A known method of stabilizing the output voltage of a transistor converter is a constant voltage, in which the voltage regulator is a converter transistor operating in the pulse-width modulation mode i J.

The disadvantages of this method are the complexity of the control circuit caused by the need to use a pulse-width modulator, and the low speed of the voltage stabilization system during various transients.

A significant increase in the speed of the stabilization system is achieved by using the two-stage principle of regulation.

Closest to the method proposed by the technical essence of stabilizing the output voltage of a transistor converter, which consists in measuring the output voltage of a converter, comparing it with the upper and lower reference levels of voltages and

the formation, respectively, of blocking: triggering and triggering signals, which affect the control inputs of the transistor converter, stalling and exciting the process of self-oscillations of G 2;}.

The disadvantages of this method are low efficiency and increased ripple of the output voltage, which is caused by the additional switching of the transistors of the converter at each switching, caused by the dual-position Stabilization process.

The purpose of the invention is to increase the efficiency

15 and reducing the ripple of the output voltage of the stabilized transistor converters.

This goal is achieved by the fact that, according to the method of stabilizing the output voltage of a transistor converter of a constant voltage, consisting in measuring the output voltage of the converter, comparing it with the upper and

25 lower reference levels of voltages and the formation, respectively, of the blocking and triggering signals, which affect the control inputs of the transistor converter,

30 Strava and the excitation process autocollecti

An interlocking signal is generated at the moment when the upper reference level of the voltage and the resulting signal are formed by summing the measured output voltage with the pulses. The voltage that is formed at the moments of switching the transistors of the converter.

Figure 1 shows the structural diagram of the device that implements the proposed method; Fig. 2 shows timing diagrams explaining the method of stabilization when the input voltage of the transistor converter changes.

The device contains a power source 1, a transistor converter 2 consisting of a master oscillator 3, a power amplifier 4, a rectifier 5 and a filter 6, a load 7, a comparison unit 8, an upper and lower reference voltage source 9, an amplifier 10, an adder 11 , shaper 12 pulses, the first 13 and second 14 comparators and the unit 15 run.

The diagrams of Fig. 2 use the following notation: 16 is the voltage at the output of the filter b; 17 - the same voltage with increasing voltage | power source 1; 18 - pulses received at the moment of switching the transistors of the converter; 19, the lower reference level of the voltage at the output of the source 9/20 is the upper reference level of the voltage, 21 the voltage at the output of the monostation amplifier 10/22 is the output voltage of the power amplifier 10 with increasing voltage of the power supply source 1.

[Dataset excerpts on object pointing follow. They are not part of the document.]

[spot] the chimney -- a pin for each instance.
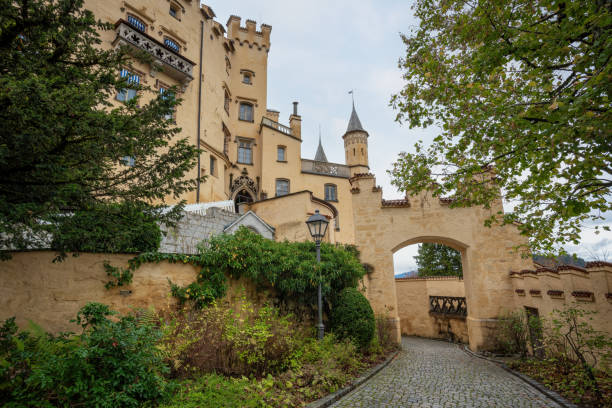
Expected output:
(295, 122)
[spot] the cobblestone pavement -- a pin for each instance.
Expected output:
(435, 374)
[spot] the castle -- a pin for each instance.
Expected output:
(252, 159)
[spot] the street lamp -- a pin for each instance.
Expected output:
(317, 225)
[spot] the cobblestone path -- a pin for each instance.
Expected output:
(435, 374)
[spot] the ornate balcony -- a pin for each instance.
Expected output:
(173, 64)
(450, 306)
(276, 126)
(325, 168)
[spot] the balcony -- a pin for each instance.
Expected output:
(171, 62)
(448, 306)
(276, 126)
(325, 168)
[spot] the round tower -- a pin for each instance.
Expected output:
(356, 145)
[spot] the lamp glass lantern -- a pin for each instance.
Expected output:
(317, 225)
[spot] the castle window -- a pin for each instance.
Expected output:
(226, 102)
(331, 192)
(245, 151)
(213, 166)
(282, 187)
(281, 153)
(246, 112)
(166, 94)
(172, 45)
(125, 95)
(136, 23)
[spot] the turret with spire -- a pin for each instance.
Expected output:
(320, 155)
(356, 145)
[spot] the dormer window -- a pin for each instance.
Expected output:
(172, 45)
(137, 23)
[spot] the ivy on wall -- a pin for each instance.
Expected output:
(288, 267)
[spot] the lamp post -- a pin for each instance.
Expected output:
(317, 226)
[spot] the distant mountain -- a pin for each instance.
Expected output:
(407, 274)
(559, 260)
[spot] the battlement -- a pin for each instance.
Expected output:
(248, 34)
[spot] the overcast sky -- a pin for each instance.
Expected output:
(320, 51)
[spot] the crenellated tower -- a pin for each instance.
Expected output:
(356, 145)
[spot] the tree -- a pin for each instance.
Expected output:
(64, 147)
(521, 91)
(438, 260)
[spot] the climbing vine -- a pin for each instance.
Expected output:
(288, 267)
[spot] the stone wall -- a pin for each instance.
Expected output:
(413, 307)
(193, 229)
(546, 289)
(32, 287)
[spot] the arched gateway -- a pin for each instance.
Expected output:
(385, 226)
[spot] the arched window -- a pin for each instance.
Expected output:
(242, 197)
(282, 187)
(331, 192)
(246, 112)
(137, 23)
(281, 153)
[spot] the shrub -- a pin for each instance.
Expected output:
(217, 338)
(352, 317)
(112, 363)
(109, 228)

The stabilization process is carried out as follows.

A power source 1 is connected via a transistor converter 2, consisting of a master oscillator 3, a power amplifier 4, a rectifier 5 and a filter 6, to the load 7. The oscillations are excited in the master oscillator 3, the voltage on the load 7 is measured and compared in a block 8 comparisons with the lower reference level of the voltage supplied from the source 9. The signal from the comparison unit 8, equal to the difference in voltage across the load 7 and the voltage supplied from source 9, is fed to the amplifier 10. The voltage from the amplifier 10 is summarized in block 11 pulse shaped at a time of switching the transistors of the converter. The total signal is fed to the input of the comparator 13, to the second input of which a voltage proportional to the upper set level of the voltage being stabilized is applied. At the moment of equality of these stresses, a locking signal is formed, which breaks the oscillations in

master oscillator 3 and disconnect converter 2 from power supply 1,

The voltage at the output of the converter when the converter 2 is turned off is maintained by the accumulated energy in the reactive elements of the filter 6.

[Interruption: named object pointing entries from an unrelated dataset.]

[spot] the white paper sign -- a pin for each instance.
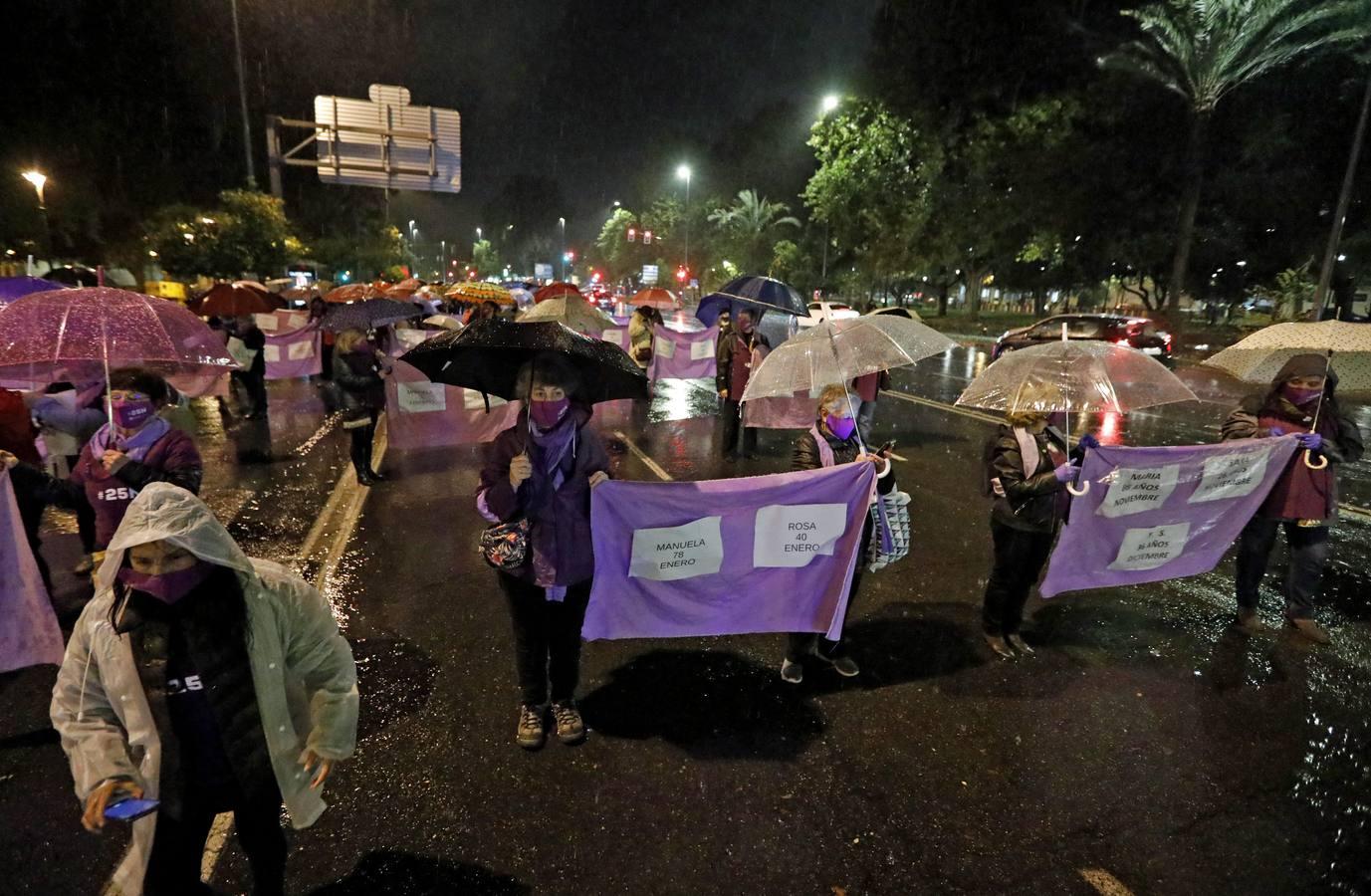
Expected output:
(421, 397)
(1139, 489)
(673, 553)
(1232, 476)
(472, 400)
(793, 535)
(1153, 547)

Over time, this voltage decreases. At the moment of equality of the voltage at the load 7 to the lower predetermined level at the output of the comparator 14, a trigger pulse is formed. Using the start-up unit 15, the oscillations in the master oscillator 3 are excited at the moment the trigger pulse arrives from the comparator 14. The voltage across the load begins to increase to the upper preset level of stabilization. Further, the transformation of the | bodies in the process of stabilization of the output of JHoro voltage is repeated as described above.

The voltage on the load 7 of the converter 2 in the process of stabilization varies within certain limits (Fig. 2). A change in the input voltage or a change in the value of the load resistance leads to a corresponding change in the rate of rise and fall of the voltage 16 and 17 within the previous limits of 19-20, as a result of which the output voltage of the transistor converter 2 remains almost constant r-c

By applying a new sequence of operations, in particular the formation of pulses in block 12, the summation of these pulses in adder 11 with the measured output voltage and the comparison of the resulting signal from the output of adder 11 with the upper reference voltage level in the comparator 13, the output of which forms a blocking signal / the self-oscillations of the converter 2 are always disrupted at the moment of switching its transistors, which excludes the losing cycle of switching the transistors of the converter when the breakdown and excitation repeats Yeni converter, i.e. reduces the switching losses of transistors. In addition, the self-oscillations of the converter always break down somewhat ahead of the moment of equality of the measured output voltage of the converter and the upper reference level, which allows to reduce the ripple of the output voltage while maintaining the specified value of its instability.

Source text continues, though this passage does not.